Nostrum sets up shop with ambition to use supercomputers to speed drug discovery

(By Juan Manuel Monleón Antón (Own work) [CC BY-SA 3.0 (http://creativecommons.org/licenses/by-sa/3.0)], via Wikimedia Commons)

Nostrum BioDiscovery has spun out of a pair of Spanish research institutions with ambitions to use supercomputer-powered computational simulations to improve drug discovery. And the startup has picked up seed funding to advance technology it sees as lowering the cost of early-stage research.

A slew of startups have set out with similar aspirations over the years, but on the surface Nostrum has characteristics that set it apart. One factor in its favor is the scene from which it has emerged. The startup lists the Institute for Research in Biomedicine (IRB) and the Barcelona Supercomputing Center - National Supercomputing Center (BSC-CNS) as its parents.

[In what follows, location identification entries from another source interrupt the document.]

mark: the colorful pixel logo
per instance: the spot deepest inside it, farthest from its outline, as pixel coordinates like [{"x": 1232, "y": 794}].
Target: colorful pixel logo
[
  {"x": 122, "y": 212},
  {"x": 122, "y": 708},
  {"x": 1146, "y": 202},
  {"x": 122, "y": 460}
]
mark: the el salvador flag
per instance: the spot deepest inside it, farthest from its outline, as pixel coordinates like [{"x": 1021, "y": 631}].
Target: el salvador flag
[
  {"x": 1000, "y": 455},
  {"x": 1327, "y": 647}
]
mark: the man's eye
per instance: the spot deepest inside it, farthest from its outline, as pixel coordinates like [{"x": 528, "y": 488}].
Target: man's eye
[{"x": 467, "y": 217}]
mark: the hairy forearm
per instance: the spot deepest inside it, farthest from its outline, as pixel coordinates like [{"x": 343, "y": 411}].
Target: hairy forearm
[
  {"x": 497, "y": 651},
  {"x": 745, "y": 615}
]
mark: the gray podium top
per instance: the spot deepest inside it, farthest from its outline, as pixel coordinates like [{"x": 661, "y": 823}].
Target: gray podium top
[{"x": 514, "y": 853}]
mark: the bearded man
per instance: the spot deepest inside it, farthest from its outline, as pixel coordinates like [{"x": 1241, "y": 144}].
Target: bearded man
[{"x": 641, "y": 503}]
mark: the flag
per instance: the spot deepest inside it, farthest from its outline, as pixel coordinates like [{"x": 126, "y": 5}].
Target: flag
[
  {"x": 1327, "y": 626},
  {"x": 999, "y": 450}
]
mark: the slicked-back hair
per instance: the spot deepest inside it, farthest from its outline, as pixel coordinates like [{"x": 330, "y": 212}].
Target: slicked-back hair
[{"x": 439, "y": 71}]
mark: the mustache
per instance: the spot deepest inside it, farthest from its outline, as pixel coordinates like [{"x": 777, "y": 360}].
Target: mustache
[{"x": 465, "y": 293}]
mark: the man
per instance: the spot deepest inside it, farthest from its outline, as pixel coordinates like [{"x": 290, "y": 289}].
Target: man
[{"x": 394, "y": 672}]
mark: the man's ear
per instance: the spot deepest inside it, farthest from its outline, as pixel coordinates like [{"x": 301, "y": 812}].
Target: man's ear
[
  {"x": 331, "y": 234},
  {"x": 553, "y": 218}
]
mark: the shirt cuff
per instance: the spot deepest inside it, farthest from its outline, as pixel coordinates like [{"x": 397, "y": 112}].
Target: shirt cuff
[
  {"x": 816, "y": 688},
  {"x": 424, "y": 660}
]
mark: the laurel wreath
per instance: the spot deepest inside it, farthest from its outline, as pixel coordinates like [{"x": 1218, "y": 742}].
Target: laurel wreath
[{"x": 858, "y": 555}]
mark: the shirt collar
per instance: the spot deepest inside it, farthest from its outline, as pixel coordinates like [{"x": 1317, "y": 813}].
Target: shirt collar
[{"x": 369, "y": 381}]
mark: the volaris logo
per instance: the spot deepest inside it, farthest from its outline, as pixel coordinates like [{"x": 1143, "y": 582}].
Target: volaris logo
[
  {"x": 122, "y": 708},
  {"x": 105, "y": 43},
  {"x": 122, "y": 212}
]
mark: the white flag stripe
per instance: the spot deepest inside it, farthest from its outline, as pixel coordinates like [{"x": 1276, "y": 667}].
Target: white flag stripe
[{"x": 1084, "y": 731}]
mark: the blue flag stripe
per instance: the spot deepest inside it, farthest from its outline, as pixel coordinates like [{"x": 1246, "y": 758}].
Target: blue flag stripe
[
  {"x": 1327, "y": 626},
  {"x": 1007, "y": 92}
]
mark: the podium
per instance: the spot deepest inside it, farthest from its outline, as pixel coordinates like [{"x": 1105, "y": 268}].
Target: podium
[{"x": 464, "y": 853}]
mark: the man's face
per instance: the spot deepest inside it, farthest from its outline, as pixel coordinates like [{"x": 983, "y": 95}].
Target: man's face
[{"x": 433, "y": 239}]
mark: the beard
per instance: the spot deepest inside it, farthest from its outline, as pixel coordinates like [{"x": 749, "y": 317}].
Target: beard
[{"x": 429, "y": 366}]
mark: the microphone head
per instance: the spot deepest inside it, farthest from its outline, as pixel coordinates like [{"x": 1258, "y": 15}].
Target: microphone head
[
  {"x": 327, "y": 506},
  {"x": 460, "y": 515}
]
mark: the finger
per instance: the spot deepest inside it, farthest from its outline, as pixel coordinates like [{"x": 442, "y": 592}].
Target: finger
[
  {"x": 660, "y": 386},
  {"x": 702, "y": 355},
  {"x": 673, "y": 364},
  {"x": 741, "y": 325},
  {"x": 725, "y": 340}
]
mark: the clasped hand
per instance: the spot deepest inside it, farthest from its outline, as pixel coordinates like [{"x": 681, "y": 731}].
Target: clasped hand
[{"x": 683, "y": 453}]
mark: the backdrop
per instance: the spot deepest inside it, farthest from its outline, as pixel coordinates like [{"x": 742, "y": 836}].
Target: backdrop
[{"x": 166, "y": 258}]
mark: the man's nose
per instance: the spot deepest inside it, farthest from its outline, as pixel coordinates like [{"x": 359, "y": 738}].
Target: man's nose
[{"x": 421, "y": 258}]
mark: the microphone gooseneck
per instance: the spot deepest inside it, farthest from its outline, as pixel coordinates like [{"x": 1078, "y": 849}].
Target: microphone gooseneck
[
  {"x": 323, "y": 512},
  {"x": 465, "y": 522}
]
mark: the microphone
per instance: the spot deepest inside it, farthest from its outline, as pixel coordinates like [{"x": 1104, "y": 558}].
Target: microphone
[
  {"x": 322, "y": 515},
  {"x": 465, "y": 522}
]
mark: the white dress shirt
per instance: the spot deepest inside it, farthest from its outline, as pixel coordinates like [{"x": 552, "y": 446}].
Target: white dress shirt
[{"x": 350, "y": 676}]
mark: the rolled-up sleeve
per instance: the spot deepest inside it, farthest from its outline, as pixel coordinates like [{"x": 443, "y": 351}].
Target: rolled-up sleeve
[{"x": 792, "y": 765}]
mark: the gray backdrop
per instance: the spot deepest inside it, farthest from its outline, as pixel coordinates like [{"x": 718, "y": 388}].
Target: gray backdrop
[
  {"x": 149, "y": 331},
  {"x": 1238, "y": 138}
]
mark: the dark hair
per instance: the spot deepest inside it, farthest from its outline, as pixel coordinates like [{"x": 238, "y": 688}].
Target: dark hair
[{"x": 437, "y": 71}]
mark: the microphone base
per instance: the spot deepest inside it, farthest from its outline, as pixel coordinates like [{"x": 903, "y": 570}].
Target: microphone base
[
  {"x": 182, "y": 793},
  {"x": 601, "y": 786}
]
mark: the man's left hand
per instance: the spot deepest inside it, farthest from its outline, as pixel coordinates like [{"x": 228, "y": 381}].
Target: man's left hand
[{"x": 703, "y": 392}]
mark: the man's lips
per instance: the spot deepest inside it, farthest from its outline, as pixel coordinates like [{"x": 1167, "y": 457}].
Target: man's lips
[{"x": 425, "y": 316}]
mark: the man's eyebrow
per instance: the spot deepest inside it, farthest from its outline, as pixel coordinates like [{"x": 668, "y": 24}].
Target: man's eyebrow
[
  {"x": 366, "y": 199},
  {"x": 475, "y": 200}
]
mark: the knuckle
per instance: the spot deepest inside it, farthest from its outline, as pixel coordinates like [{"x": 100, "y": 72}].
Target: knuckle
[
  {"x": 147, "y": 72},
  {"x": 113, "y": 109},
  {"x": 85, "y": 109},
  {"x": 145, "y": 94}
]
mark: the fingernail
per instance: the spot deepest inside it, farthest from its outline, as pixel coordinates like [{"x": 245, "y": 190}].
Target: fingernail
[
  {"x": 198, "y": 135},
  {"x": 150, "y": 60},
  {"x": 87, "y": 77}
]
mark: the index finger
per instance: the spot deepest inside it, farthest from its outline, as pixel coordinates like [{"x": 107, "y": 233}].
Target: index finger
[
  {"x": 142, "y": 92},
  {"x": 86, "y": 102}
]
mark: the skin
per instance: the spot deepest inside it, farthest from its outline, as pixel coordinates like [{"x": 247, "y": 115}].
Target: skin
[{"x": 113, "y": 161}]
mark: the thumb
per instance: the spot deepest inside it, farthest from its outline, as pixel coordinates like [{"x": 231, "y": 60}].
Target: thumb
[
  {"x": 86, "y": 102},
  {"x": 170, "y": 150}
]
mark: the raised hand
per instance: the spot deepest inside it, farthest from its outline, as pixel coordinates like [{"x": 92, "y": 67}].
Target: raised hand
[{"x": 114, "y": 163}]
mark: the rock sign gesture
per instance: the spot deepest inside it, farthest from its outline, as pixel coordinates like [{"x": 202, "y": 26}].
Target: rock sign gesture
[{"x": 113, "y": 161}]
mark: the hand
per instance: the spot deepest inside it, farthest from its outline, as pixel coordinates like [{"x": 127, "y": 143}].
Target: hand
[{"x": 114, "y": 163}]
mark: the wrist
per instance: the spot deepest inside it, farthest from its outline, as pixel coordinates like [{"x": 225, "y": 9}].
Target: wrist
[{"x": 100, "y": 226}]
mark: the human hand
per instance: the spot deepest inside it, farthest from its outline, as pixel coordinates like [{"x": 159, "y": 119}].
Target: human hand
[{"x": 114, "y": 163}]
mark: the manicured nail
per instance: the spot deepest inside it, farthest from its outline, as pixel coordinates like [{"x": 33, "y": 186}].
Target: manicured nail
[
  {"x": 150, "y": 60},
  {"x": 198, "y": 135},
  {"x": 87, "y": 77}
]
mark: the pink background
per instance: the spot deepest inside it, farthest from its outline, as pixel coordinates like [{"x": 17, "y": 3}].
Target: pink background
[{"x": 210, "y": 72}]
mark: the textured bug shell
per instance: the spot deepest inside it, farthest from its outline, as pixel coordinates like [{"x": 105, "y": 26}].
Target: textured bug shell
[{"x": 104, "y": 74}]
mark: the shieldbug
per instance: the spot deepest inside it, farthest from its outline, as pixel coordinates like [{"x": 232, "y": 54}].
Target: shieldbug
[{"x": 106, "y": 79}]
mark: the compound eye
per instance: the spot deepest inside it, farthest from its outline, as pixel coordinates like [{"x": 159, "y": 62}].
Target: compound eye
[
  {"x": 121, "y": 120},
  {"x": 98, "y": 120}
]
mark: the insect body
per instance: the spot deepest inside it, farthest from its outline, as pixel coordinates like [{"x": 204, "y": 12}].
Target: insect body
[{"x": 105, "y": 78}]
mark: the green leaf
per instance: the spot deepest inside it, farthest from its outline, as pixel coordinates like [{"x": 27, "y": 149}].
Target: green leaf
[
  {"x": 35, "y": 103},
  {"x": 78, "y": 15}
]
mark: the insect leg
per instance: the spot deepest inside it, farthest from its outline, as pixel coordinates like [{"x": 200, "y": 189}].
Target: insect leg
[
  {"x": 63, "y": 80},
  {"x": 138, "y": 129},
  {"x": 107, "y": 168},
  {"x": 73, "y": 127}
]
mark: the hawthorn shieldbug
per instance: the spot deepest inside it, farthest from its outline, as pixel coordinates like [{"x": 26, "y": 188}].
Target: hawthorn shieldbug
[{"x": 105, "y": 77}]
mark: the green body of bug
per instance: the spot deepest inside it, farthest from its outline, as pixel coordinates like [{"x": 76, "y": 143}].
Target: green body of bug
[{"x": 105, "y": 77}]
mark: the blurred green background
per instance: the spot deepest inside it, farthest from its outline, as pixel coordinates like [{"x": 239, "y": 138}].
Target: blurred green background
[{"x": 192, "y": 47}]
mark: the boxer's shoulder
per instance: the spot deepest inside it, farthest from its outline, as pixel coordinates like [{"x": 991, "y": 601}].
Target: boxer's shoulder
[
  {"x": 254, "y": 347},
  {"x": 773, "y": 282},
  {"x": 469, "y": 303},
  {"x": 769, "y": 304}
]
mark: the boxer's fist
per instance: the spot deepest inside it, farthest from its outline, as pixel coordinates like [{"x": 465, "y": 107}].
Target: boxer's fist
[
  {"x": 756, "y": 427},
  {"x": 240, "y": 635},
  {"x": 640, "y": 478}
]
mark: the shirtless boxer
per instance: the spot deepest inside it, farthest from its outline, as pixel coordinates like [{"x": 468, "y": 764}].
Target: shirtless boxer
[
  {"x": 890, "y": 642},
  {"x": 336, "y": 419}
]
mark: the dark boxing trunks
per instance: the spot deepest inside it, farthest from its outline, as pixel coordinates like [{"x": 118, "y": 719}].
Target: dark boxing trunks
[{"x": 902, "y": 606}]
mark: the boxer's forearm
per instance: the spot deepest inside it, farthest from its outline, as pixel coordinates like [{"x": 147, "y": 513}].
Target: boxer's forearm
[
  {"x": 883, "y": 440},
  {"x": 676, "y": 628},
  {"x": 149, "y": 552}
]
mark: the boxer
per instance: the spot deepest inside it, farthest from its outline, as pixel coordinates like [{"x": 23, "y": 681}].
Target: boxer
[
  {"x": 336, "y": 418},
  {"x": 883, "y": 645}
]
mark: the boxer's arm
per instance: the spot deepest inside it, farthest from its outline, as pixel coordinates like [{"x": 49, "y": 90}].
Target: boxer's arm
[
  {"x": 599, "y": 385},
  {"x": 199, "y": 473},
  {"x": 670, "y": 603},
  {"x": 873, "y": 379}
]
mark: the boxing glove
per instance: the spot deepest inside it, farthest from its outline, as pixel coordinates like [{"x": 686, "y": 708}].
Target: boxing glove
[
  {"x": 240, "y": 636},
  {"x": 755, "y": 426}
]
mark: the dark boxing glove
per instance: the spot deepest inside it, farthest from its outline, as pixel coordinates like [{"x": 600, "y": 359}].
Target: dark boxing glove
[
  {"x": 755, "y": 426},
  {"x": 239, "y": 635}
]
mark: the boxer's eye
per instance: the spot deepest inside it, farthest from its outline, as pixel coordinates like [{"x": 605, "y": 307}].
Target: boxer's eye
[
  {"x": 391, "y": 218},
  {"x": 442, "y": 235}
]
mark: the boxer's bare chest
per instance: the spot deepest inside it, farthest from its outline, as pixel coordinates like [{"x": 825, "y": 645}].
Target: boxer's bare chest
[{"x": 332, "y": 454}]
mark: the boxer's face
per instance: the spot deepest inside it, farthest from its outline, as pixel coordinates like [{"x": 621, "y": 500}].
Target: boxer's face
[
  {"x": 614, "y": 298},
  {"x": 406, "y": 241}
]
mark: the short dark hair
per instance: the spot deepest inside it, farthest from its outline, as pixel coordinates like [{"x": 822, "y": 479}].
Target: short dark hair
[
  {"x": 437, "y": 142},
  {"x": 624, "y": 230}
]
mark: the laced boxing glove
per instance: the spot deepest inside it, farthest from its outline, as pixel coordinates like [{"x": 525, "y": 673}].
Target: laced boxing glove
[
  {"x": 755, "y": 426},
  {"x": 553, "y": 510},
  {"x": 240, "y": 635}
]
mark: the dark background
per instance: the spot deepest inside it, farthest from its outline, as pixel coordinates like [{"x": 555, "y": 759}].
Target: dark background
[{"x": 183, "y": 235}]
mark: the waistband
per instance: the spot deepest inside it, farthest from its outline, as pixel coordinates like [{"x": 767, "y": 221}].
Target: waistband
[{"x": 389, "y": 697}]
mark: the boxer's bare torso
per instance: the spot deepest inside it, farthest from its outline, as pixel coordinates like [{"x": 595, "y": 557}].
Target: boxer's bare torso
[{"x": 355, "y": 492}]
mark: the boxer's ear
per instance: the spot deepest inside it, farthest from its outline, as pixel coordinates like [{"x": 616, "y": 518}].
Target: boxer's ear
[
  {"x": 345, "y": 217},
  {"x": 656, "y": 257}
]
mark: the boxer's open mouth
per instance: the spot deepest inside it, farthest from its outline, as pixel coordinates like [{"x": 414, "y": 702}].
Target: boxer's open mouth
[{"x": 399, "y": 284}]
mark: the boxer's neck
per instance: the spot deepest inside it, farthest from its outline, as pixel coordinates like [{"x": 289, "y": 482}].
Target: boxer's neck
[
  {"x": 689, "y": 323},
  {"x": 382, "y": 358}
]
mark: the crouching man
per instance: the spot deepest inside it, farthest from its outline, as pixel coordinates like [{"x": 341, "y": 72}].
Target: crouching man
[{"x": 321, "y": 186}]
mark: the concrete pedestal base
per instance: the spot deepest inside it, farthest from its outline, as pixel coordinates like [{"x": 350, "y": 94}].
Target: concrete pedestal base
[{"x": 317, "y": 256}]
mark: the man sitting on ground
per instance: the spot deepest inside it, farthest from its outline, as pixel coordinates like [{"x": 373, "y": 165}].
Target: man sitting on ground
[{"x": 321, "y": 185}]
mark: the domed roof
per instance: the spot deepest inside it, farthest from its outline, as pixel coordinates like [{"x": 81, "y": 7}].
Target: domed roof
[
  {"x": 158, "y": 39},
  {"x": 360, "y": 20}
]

BSC-CNS owns MareNostrum, a supercomputer that as of June was ranked as the 106th most powerful in the world. And IRB Barcelona is a notable player in the European biomedical research scene. The Botín Foundation is providing Nostrum with $555,000 to help it get up and running.

While Nostrum could have parlayed this background up into big claims about its ability to overhaul drug discovery, the Spanish startup has taken a lower key approach than some of its Silicon Valley peers in presenting itself to the world.

“Computational simulation cannot perform miracles,” Nostrum President Modesto Orozco said in a statement. Orozco, a researcher at IRB Barcelona, sees Nostrum as being more in the business of incremental gains than full-scale revolution. “It can significantly reduce the drug development process by increasing therapeutic strength, which has a positive effect on the entire development process,” Orozco said.

Nostrum has released figures to indicate the sort of savings it thinks it can enable. Assuming an early development budget of $330 million, Nostrum thinks it can realize savings of $55 million, a big claim but one that acknowledges that drug research will remain a costly slog even with its technology.